The grave error of co-operating with homosexuality

In the last few months we have seen many headlines regarding measures proposed for controlling the spread of AIDS, which may well prove to be the most devastating epidemic to strike mankind this century. But unfortunately the emphasis all too often has been on an almost feverish campaign to promote ‘safe sex’ by means of prophylactics (condoms). Not only has there been insufficient publicity about the unreliability of this supposedly ‘safe’ method (which in fact will probably only tend to delay, rather than prevent, the contraction of AIDS amongst consistently active homosexuals), but we are losing sight of the grave moral issues at stake. The kind of ‘education’ most commonly advocated is likely to come across in practice as co-operation with a gravely sinful activity, or at least as condoning it. And that of course is precisely what the militant homosexual movement wants. We will be very naive if we fail to realize that this movement is attempting to gain the maximum mileage out of the AIDS crisis in an effort to bring about still greater social acceptance of the practice of sodomy.

As I reflect on the present situation, an interesting parallel springs to mind. When I went to teach in the Papua New Guinea highlands over twenty years ago with Australian Volunteers Abroad (our equivalent of the U.S. Peace Corps), a rare and dreaded disease called kuru was finally being eradicated.

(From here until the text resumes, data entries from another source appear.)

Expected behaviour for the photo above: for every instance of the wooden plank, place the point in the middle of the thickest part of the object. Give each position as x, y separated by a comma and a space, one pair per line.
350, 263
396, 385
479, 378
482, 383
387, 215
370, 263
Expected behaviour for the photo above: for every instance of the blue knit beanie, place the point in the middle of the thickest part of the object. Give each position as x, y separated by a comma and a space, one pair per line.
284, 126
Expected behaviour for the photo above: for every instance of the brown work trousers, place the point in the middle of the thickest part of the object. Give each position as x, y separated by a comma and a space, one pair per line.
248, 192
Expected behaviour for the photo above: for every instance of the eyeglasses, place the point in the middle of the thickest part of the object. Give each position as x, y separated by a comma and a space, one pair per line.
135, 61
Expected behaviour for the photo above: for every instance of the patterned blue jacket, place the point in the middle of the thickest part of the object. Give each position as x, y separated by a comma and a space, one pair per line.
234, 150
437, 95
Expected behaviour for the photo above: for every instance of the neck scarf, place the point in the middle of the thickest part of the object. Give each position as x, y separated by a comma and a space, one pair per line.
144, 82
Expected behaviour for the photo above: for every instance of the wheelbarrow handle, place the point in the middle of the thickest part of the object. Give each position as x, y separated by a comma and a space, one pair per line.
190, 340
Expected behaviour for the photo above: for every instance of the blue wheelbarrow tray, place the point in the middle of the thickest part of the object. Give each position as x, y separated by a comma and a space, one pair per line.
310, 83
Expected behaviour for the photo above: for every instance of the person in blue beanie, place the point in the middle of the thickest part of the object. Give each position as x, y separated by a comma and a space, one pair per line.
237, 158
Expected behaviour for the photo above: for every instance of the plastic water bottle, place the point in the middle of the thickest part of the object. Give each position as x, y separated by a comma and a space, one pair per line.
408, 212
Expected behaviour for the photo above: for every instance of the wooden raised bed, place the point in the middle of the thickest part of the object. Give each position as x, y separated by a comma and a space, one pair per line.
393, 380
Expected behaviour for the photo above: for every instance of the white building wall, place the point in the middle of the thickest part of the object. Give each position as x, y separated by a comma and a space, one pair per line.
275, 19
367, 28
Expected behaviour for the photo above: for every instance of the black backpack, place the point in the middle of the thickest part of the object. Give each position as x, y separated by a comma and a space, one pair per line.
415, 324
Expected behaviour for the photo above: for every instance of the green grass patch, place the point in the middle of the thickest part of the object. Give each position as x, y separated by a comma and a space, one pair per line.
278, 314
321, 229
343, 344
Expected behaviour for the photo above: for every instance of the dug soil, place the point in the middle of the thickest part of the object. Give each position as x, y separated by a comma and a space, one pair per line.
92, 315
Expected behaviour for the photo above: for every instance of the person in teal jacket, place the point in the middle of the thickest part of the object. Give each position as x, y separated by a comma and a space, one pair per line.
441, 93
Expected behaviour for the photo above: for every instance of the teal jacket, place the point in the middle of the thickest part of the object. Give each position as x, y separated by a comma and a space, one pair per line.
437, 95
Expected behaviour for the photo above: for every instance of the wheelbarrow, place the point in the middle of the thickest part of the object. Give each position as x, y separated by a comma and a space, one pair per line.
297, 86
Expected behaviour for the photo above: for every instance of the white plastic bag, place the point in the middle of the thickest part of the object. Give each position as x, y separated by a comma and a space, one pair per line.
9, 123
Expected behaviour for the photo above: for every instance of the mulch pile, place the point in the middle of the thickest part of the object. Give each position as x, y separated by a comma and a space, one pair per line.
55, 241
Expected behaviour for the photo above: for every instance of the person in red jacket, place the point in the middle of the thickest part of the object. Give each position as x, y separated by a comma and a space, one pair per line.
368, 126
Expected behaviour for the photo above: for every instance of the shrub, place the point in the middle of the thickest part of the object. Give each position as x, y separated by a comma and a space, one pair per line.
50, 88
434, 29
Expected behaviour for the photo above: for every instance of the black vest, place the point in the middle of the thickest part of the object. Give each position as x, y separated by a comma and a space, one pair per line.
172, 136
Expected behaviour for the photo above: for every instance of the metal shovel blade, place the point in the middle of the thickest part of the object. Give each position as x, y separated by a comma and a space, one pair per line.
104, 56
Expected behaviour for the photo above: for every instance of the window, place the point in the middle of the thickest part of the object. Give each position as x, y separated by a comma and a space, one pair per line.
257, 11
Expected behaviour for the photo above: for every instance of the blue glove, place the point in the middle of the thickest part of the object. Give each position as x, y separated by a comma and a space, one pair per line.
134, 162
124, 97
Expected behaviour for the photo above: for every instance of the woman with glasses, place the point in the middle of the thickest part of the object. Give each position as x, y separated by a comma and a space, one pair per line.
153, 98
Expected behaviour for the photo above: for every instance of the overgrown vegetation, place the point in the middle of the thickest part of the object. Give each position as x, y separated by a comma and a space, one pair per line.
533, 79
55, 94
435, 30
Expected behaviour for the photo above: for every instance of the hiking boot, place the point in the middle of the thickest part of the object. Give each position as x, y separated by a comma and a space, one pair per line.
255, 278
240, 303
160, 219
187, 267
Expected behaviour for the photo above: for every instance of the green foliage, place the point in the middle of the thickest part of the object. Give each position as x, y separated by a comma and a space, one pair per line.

As far as I remember, no cure was ever found for kuru: it was 100% fatal, and as in the case of AIDS, its victims took a year or so to die. How then was it conquered? Well, scientists finally tracked down its cause: it came from a germ transmitted by cannibalism. This tribe in the Eastern Highlands had the custom of eating dead relatives’ flesh as a sign of spiritual union with them.

When this discovery was made, do you suppose that the Papua New Guinea public authorities and Churches embarked on a great drive to promote ‘safe cannibalism’? Were efforts redoubled and vast sums of money raised to come up with an anti-kuru serum which would allow the cannibals to enjoy their traditional life-style in safety? Were those who urged the eradication of cannibalism condemned on all sides as ‘fascists,’ enemies of religious liberty, bent on “imposing their moral code” on others? Were those dying in mission hospitals as a result of their cannibalistic meals treated as heroic martyrs, with parades and Masses celebrated to honour them?

No, there were no such antics in New Guinea. The obvious, sensible course was followed: government and missions combined to denounce cannibalism with renewed vigour as an immoral activity and a grave threat to public health. In short, it was branded as anti-social behaviour. Today cannibalism – and with it, kuru – have vanished from the Eastern Highlands because one single message, loud and clear, was given to those tribesmen: eating people is wrong – and deadly dangerous!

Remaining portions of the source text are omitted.